Nigerian · 1930 to 2013

Born Albert Chinualumogu Achebe on November 16, 1930, in Ogidi, a large Igbo village in colonial Nigeria, Achebe grew up at the crossroads of worlds: his father was one of the first converts to Christianity in the region, his grandfather a man of traditional authority. He was raised speaking Igbo at home and learned English at eight when he entered the Church Missionary Society school. A scholarship took him to Government College Umuahia and then to University College Ibadan, where he abandoned the name Albert, calling it a tribute to "a prince consort who was not mine." Things Fall Apart (1958), written in his twenties while working at the Nigerian Broadcasting Corporation, transformed African literature overnight, offering the first major novel to tell the story of colonialism from the African side. No Longer at Ease (1960) and Arrow of God (1964) extended the project.
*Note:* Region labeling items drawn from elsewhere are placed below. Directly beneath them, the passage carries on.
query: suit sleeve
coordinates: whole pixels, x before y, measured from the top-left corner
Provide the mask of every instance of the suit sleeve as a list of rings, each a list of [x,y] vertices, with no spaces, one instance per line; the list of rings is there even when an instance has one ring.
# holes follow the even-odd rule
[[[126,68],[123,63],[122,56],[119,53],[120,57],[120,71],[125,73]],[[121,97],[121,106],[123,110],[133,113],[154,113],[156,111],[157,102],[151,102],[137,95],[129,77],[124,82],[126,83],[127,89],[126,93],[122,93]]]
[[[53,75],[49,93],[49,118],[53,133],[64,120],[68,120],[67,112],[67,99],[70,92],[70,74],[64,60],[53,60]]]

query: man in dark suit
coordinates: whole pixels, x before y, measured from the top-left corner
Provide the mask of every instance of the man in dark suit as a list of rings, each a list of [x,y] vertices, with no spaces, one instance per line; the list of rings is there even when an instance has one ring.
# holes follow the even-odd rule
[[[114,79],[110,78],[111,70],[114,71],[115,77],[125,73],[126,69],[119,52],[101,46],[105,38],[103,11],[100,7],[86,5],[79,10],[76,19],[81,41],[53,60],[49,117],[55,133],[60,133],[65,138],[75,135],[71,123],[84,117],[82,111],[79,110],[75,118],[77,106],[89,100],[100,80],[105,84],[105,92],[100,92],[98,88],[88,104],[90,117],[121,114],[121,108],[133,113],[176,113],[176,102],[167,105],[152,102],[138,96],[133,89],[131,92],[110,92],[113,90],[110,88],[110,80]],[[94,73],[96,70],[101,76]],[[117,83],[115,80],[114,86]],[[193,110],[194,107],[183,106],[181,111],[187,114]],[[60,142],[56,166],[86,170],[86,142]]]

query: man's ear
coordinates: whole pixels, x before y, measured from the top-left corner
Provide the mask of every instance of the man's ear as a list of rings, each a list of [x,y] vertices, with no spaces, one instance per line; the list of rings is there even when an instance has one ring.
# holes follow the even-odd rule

During the Biafran War he served as a roving ambassador for the breakaway republic, and the defeat of Biafra in 1970 shattered his faith in the Nigerian state. A Man of the People (1966) had eerily predicted the military coup that launched the conflict. A car accident in 1990 left him paralyzed from the waist down and confined to a wheelchair for the remaining twenty-three years of his life. He died in Boston on March 21, 2013, at eighty-two. Things Fall Apart has been translated into more than fifty languages and has sold over twenty million copies.